The police announced Tuesday that charges against the suspects changed from attempted manslaughter to attempted murder after five days that the crime took place. With the case of the Pakistani victim, the police changed the charges weeks later in April to attempted murder from attempted manslaughter.

While both stories have race or ethnicity as underlying factors, in the beginning, this changed and this forced interest to die down. What emerged after that was hypocrisy.

PS chairperson Jussi Halla-aho and party secretary Simo Grönroos were quoted in Kainuun Sanomat as saying after the attack that it was politically motivated.

“Everything suggests that this was not an isolated crime, but specifically an attack against Kataja, the party’s political activities and an attempt at homicide,” Halla-aho and Grönroos were quoted as saying in Kainuun Sanomat.

One PS member, MEP Laura Huhtasaari’s aide, went as far as to suggest the conspiracy theory that the hit job against Kataja came from the EU elite and EU secret services.

“I wonder if the murder attempt against Pekka Kataja was an attempt and ordered by the EU elite or the EU intelligence services?” Olli Kotro is MEP Laura Huhtasaari’s aide. Source: Twitter

Attempting to picture Kataja as a political martyr, the speaker of parliament, Anu Vehviläinen, stated in the tweet below that those responsible for what happened must be brought before justice.

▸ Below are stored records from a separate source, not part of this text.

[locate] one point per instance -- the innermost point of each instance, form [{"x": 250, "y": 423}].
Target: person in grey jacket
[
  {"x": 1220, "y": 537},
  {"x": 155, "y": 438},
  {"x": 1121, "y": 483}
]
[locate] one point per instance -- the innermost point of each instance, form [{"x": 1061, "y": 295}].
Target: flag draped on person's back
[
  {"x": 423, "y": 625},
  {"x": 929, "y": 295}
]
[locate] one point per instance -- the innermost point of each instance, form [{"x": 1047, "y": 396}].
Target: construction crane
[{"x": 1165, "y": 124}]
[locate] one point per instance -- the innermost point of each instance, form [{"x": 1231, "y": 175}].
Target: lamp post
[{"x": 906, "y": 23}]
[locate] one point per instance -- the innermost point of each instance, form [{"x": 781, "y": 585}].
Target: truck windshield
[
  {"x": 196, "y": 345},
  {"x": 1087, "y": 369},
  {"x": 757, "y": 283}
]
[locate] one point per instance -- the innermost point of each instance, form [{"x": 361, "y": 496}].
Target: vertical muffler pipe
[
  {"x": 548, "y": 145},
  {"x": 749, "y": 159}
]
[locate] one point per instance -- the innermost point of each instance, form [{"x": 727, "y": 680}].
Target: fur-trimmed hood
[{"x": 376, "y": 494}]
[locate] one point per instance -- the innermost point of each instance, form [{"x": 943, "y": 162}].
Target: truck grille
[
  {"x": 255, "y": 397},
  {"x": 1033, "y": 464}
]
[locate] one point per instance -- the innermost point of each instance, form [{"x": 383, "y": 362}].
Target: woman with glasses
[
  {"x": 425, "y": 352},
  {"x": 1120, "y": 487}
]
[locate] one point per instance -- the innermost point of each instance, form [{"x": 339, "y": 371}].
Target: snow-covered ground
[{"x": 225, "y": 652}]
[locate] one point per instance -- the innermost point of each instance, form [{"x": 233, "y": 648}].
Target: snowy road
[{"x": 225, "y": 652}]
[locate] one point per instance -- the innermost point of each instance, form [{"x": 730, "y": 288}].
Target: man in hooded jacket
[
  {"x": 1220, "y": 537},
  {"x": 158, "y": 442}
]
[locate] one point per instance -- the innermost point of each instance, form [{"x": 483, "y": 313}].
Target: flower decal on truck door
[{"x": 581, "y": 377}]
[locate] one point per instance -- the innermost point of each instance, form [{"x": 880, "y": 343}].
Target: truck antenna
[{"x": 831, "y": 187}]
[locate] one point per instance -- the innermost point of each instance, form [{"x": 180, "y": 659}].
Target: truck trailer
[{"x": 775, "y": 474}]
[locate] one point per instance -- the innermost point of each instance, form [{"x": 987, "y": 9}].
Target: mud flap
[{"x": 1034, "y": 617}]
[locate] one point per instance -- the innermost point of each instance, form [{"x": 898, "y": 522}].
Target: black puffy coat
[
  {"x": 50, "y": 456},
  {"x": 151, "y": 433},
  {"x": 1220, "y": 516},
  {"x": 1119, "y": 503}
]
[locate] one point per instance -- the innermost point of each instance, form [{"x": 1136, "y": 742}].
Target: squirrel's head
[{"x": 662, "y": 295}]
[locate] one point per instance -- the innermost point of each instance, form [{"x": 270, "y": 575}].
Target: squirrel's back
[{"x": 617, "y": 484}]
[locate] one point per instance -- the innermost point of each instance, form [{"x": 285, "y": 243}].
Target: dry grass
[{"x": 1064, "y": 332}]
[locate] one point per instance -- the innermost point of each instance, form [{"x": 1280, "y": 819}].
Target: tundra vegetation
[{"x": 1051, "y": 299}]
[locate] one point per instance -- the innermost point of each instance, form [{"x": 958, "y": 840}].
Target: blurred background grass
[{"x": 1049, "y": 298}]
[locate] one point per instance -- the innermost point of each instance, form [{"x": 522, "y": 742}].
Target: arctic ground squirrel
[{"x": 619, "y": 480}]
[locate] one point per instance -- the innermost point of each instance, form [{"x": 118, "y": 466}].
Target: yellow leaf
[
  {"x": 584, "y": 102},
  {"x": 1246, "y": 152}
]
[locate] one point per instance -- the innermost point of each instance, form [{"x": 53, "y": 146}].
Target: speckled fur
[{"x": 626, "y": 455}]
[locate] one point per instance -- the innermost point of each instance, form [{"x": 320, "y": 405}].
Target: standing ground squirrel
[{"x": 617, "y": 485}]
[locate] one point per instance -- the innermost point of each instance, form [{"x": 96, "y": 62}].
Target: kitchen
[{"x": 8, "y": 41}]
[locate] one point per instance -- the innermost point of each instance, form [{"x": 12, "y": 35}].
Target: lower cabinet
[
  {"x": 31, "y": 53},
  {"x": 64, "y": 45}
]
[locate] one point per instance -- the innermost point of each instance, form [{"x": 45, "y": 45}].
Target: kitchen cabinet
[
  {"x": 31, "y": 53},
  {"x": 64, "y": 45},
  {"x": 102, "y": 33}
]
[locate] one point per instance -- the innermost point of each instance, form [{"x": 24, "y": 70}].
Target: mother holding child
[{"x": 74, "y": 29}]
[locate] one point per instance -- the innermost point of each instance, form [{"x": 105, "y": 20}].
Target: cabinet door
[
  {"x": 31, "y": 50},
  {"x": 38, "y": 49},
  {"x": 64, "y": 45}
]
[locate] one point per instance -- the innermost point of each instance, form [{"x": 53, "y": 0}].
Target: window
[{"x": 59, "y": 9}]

But let’s go back to the original question: What type of violence captures the interest of the media, social media, politicians, and the general public?

As mentioned, when Kataja stated that he suspected the far right of attacking him, the PS fell silent. The same matter happened in the case of the Pakistani: Interest by the media fell after the police mentioned that what happened was not a hate crime.

It appears that the Kataja incident, which is dreadful and we should strongly condemn, may surprise us yet again. The PS has an issue with far-right ideology, and it is no secret that Kataja has made Islamophobic statements in the past.

What far-right groups did he not get along becasue there are a lot of them in the PS. Is he talking about Suomen Sisu?

Kataja is also the aide of PS MP Jouni Kotiaho, who wrote in an OP-ED piece in Jyväskylä-based Keskisuomalainen that the radical right is “insignificant group” in Finland even if some have accused the PS, the second biggest party in parliament, of being radical right.

Moreover, Kataja’s boss claims in the Keskisuomalainen column that “[e]ven, if you can count the number of Nazi supporters with one’s fingers and racism does not happen in practice in Finland at all.”

As we are trying to figure out if Kataja’s story holds water or if what happened was something personal as some suspect. Let’s stop all this hypocrisy about how much we are against political violence and violence in general, which is targetted by the PS against Muslims and people of color.

But let’s agree on one matter: condemn all types of violence irrespective of the victim’s background. The ethnic background of the victim should not be a factor in how much media attention a victim gets.